Out-Law News 2 min. read
13 Jan 2009, 9:52 am
Rambus earns licensing revenue from patents it owns in the field of computer memory technology. It is involved in a dispute with memory manufacturer Micron over Micron's DRAM memory. It sought to sue Micron claiming that the company infringed its patents, but the SSSS Court has said that it cannot enforce its patents against Micron because it destroyed documents that the judge said it must have known would be vital in its case.
The judge said that Rambus had pursued a policy of destroying documents since 1998. It should have known, she said, that future litigation was likely, and that the documents would become material to its case.
"On September 3, 1998, Rambus employees participated in an even dubbed 'Shred Day', during which they destroyed documents pursuant to the company's new document retention policy" said the ruling of Judge Sue Robinson of the US District Court of Delaware.
Robinson said that Rambus' shredding of documents was "obstructive at best, misleading at worst".
"The spoilation conduct was extensive, including within its scope the destruction of innumerable documents relating to all aspects of Rambus' business," she said. "When considered in light of Rambus' litigation conduct, the very integrity of the litigation process has been impugned."
Rambus said that it disagreed with the opinion, and that a California court had not had the same problem in similar litigation.
"This opinion is highly inconsistent with the findings of the Court in the Northern District of California which looked at the same conduct and found there was nothing improper with our document retention practices," said Tom Lavelle, senior vice president and general counsel at Rambus. "We are confident in the strength of our position and will continue to vigorously pursue fair compensation for the use of our patented inventions."

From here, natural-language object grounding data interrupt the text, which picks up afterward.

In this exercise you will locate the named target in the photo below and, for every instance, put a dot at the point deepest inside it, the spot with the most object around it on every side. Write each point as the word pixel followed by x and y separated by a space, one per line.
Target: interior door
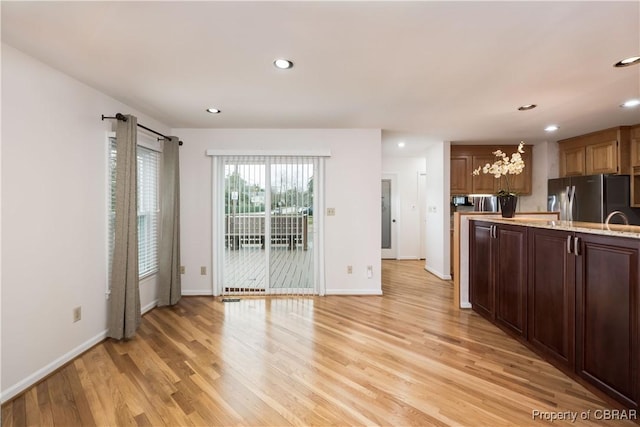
pixel 388 206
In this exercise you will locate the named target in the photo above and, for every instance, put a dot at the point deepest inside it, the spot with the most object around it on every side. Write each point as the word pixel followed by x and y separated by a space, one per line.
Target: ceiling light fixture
pixel 527 107
pixel 283 64
pixel 632 60
pixel 631 103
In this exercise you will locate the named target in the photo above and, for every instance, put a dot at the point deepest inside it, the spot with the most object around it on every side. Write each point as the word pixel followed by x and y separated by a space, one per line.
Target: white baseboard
pixel 375 292
pixel 196 293
pixel 437 273
pixel 32 379
pixel 149 307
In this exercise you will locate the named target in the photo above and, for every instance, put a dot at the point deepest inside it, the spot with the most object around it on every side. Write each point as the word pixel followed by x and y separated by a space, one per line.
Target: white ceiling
pixel 421 71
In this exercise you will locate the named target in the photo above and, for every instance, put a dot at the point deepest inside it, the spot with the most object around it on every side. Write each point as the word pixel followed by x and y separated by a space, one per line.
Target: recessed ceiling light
pixel 283 64
pixel 527 107
pixel 631 103
pixel 627 62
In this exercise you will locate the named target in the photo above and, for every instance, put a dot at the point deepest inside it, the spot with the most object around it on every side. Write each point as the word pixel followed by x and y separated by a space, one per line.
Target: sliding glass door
pixel 268 210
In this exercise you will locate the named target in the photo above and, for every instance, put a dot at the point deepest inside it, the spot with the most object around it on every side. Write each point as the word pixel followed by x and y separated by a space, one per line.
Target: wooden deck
pixel 291 271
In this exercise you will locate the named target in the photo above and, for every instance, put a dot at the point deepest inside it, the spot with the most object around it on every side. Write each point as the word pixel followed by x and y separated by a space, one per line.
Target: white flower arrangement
pixel 504 166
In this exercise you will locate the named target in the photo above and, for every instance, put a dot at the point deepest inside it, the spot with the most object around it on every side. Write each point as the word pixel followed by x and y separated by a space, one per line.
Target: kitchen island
pixel 570 291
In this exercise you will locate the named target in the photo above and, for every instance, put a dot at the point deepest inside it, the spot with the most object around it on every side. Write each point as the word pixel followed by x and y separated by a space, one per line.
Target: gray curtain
pixel 170 289
pixel 124 301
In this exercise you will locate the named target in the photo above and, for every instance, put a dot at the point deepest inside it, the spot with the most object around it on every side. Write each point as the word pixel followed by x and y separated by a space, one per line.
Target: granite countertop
pixel 632 231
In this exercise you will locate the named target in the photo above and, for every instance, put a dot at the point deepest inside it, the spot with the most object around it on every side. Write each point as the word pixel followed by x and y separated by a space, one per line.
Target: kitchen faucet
pixel 614 213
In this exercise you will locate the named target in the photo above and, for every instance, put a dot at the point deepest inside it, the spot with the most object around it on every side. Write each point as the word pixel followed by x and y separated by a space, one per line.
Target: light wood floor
pixel 402 359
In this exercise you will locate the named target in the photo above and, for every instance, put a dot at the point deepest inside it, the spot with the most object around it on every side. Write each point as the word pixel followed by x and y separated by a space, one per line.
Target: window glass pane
pixel 148 207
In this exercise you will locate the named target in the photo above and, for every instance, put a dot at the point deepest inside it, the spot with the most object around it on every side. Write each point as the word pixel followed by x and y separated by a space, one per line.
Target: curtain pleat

Rambus is still involved in litigation regarding its memory patents in California against manufacturers Hynix, Nanya, Micron, and Samsung.
Rambus has been accused by the European Commission in the past of 'patent ambushing'. It participated in the setting of industry wide standards for dynamic random access memory (DRAM) and then asked for money because it had patents for some of the agreed technology, the European Commission said in 2007.
"Therefore, every manufacturer wishing to produce synchronous DRAM chips or chipsets consequently must either acquire a licence from Rambus or litigate its asserted patent rights," said a Commission statement in 2007 on a Statement of Objections to its behaviour.
"The Statement of Objections outlines the Commission’s preliminary view that Rambus engaged in intentional deceptive conduct in the context of the standard-setting process, for example by not disclosing the existence of the patents which it later claimed were relevant to the adopted standard," it said.
"This type of behaviour is known as a 'patent ambush'. Against this background, the Commission provisionally considers that Rambus breached the EC Treaty's rules on abuse of a dominant market position by subsequently claiming unreasonable royalties for the use of those relevant patents," said the statement.
Rambus said that it will appeal Robinson's ruling.